Probably the latter! To maximize profits with your marketing endeavors, think about ways to incorporate similar quizzes and activities into your campaigns. If you work for a smartphone company, maybe you could make a quiz, “Which Smartphones Are You?” Similarly, if you're the content creator of a company that has different types of products, you can make a quiz “Which _____ Are You?” to help customers buy the most suitable products.
Or, you can gamify your ads.
In other words, make your advertisements playable.
For years, gaming developers have used playable ads to stand out in a competitive market by letting people to “easily” demo a game before downloading it, with no conditions attached.
Non-gaming developers are also looking to use playable advertising to showcase their app capabilities and areas of focus and to interact in a gamified, unforgettable way with users.
According to a 2019 study conducted in eMarketer, playable ads are the most potent in-app ad format, with 28 percent of US agency practitioners giving top scores to playable ads.
Mobile advertisers more often use playable ads to push app downloads. The ads can also be for other purposes, such as driving sign-ups, page clicks, app re-engagement, and customer retention, as well as branding strategies.
For instance, Reese's generated brand awareness for Reese's Pieces with a playable ad in the Pac-Man style, in which players swallow Reese's Pieces instead of the usual pellets and ghosts.

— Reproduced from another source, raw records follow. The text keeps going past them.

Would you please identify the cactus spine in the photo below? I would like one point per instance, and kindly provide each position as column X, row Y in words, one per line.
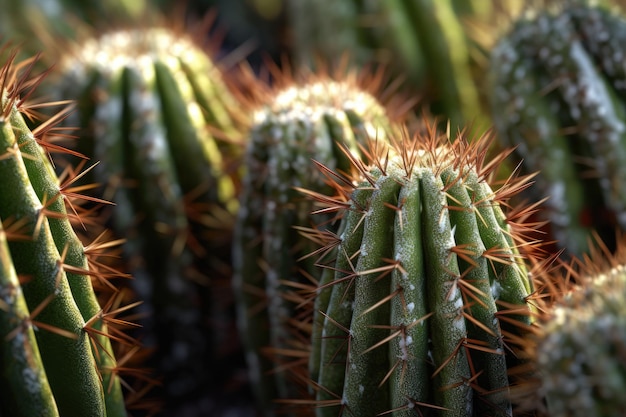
column 153, row 109
column 301, row 122
column 555, row 95
column 61, row 304
column 579, row 349
column 423, row 41
column 424, row 288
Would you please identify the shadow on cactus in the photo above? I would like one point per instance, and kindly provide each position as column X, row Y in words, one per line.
column 302, row 117
column 57, row 339
column 154, row 109
column 423, row 299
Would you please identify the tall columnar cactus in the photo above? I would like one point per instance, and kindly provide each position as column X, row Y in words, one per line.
column 423, row 41
column 557, row 79
column 424, row 288
column 302, row 122
column 155, row 111
column 57, row 357
column 580, row 348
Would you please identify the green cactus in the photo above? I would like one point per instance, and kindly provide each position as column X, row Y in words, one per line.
column 55, row 279
column 155, row 111
column 423, row 41
column 580, row 349
column 424, row 289
column 555, row 94
column 305, row 121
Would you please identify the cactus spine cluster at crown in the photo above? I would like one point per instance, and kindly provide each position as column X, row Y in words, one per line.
column 153, row 108
column 557, row 80
column 412, row 39
column 300, row 123
column 579, row 350
column 57, row 358
column 423, row 295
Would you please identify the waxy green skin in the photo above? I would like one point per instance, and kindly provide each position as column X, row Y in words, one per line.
column 422, row 40
column 303, row 123
column 581, row 349
column 75, row 372
column 149, row 102
column 555, row 94
column 379, row 338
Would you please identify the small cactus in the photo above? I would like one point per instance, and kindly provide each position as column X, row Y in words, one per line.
column 304, row 121
column 424, row 287
column 69, row 367
column 556, row 78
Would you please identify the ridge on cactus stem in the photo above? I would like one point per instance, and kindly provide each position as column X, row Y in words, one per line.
column 47, row 286
column 555, row 93
column 155, row 110
column 303, row 117
column 579, row 348
column 423, row 296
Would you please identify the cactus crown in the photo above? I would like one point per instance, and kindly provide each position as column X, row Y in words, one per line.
column 423, row 290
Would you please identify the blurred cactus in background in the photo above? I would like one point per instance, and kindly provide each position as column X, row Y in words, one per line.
column 303, row 241
column 558, row 83
column 579, row 349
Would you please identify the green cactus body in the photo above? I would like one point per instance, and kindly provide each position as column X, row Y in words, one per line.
column 580, row 351
column 301, row 123
column 58, row 285
column 423, row 41
column 555, row 94
column 151, row 105
column 408, row 316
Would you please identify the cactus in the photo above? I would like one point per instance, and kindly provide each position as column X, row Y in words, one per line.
column 297, row 123
column 423, row 41
column 579, row 349
column 424, row 285
column 155, row 111
column 69, row 367
column 555, row 91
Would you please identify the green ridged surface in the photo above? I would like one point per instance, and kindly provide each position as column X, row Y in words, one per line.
column 581, row 351
column 31, row 198
column 300, row 124
column 556, row 94
column 150, row 106
column 404, row 321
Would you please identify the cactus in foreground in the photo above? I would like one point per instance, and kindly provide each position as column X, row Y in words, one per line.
column 557, row 78
column 423, row 41
column 153, row 109
column 580, row 348
column 46, row 283
column 423, row 294
column 305, row 121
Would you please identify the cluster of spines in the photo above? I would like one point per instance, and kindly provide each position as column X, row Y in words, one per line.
column 45, row 263
column 154, row 109
column 423, row 295
column 555, row 95
column 298, row 123
column 576, row 352
column 423, row 42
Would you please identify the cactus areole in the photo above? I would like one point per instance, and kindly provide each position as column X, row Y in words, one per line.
column 557, row 94
column 423, row 287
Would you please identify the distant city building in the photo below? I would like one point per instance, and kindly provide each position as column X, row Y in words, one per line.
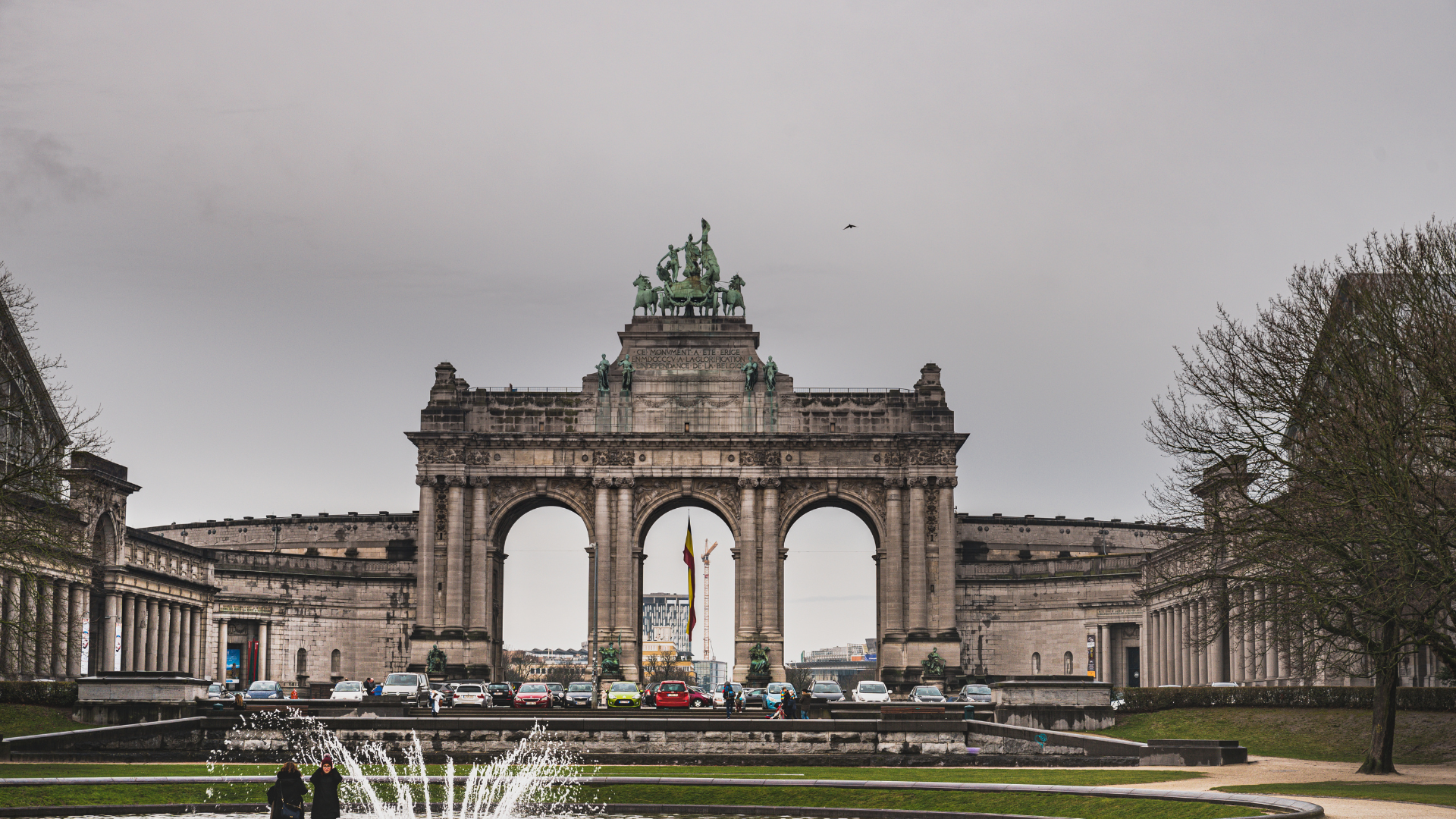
column 664, row 620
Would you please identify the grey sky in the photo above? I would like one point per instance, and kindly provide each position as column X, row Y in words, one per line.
column 254, row 229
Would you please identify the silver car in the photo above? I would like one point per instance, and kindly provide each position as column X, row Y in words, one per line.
column 927, row 694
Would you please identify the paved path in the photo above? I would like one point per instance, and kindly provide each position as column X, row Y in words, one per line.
column 1276, row 770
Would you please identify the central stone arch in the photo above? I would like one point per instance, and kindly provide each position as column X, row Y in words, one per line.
column 680, row 416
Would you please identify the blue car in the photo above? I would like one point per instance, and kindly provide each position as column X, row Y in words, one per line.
column 775, row 692
column 264, row 689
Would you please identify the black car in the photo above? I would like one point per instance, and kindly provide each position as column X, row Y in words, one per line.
column 501, row 694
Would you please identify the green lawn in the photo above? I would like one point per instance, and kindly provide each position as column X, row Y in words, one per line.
column 1037, row 805
column 1429, row 795
column 25, row 720
column 1331, row 735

This brilliant marketing campaign has generated high interaction and repeats plays
Or you can look at PayPal for another example. In 2019, PayPal recently introduced a new feature for instant transfer. The company then built a playable experience to advertise the feature to current users and to attract potential users to try the service. Creating a playable experience helps PayPal attract new and keep existing customers in an innovative way.
8. Make your customers say “yes”
YES is a very powerful word. It's the green light at the door that lets you in. Having people say yes to little things before going for the win is an age-old sales strategy. This provides a feeling of connection and pleasantness. Many companies use social media to make customers say yes to their offers: pump up an audience with social marketing, get them to take a minor step (watch a video or sign up for an email list), gain trust, and convert. This entire process is a series of small agreements which gradually open the door to a sale.
Kesimpulan
It is recommended that you start each marketing campaign by humanizing your end user. This is particularly important for any smart marketer. Marketing psychology on its own would not be enough to get the job done, though. There is no perfect general implementation. You need to incorporate marketing psychology with other marketing techniques that make sense of the product or service you offer to optimize success. In other words, approach from all directions.
Ongoing enhancement and refining help to optimize ad strategies, so you also should spend time on it. A blanket approach is rarely of use in any real-life situations. At the end of the day, discovering your own magic formula for success is up to you.
Remember, there is no “one-size fit-all” marketing strategy. What makes one business successful may turn another down. All in all, study your customers, figure out what they want and need, then work to find the finest way to close the deal.
Now, it's high time you put the theory to practice and apply psychology to your own marketing!